This patch implements ct_get_info() in dpif-netlink. It uses
NFNL_SUBSYS_CTNETLINK netlink subsystem to query conntrack info from
kernel datapath. Then, ofproto/trace can use the ct_get_info() to derive
the ct_state of the traced flow.

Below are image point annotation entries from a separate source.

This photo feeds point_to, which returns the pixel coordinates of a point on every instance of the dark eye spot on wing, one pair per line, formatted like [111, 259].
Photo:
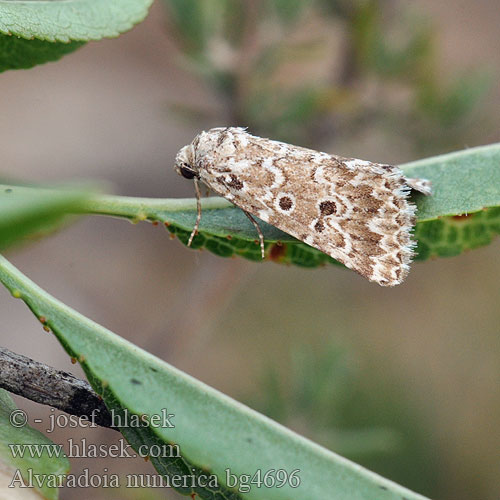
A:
[319, 226]
[327, 207]
[285, 203]
[187, 172]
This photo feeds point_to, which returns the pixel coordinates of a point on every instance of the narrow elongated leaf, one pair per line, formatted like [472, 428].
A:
[15, 459]
[462, 213]
[19, 53]
[36, 31]
[31, 212]
[215, 434]
[65, 20]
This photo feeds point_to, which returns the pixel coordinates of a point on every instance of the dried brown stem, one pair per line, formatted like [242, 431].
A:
[46, 385]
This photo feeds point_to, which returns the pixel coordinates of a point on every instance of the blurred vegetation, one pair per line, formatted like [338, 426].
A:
[330, 395]
[317, 71]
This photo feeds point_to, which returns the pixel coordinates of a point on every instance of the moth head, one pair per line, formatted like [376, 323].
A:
[185, 163]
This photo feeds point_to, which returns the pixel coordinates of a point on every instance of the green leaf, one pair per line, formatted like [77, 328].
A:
[19, 53]
[214, 432]
[66, 20]
[35, 31]
[46, 465]
[31, 212]
[459, 215]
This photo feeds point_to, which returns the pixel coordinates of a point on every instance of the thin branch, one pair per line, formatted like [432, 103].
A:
[46, 385]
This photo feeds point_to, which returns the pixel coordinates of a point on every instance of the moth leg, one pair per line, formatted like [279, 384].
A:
[421, 185]
[194, 232]
[261, 236]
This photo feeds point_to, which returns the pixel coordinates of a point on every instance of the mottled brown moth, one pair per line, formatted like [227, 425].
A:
[356, 211]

System traffic tests are provided to verify
that ofproto/trace can get the correct ct_state for IPv4 TCP/UDP, and NAT
traffic.
Signed-off-by: Yi-Hung Wei <[email protected]>
---
lib/dpif-netlink.c | 10 +-
lib/netlink-conntrack.c | 204 +++++++++++++++++++++++++++++++++++++++
lib/netlink-conntrack.h | 3 +
tests/system-kmod-macros.at | 6 ++
tests/system-traffic.at | 181 ++++++++++++++++++++++++++++++++++
tests/system-userspace-macros.at | 9 ++
6 files changed, 412 insertions(+), 1 deletion(-)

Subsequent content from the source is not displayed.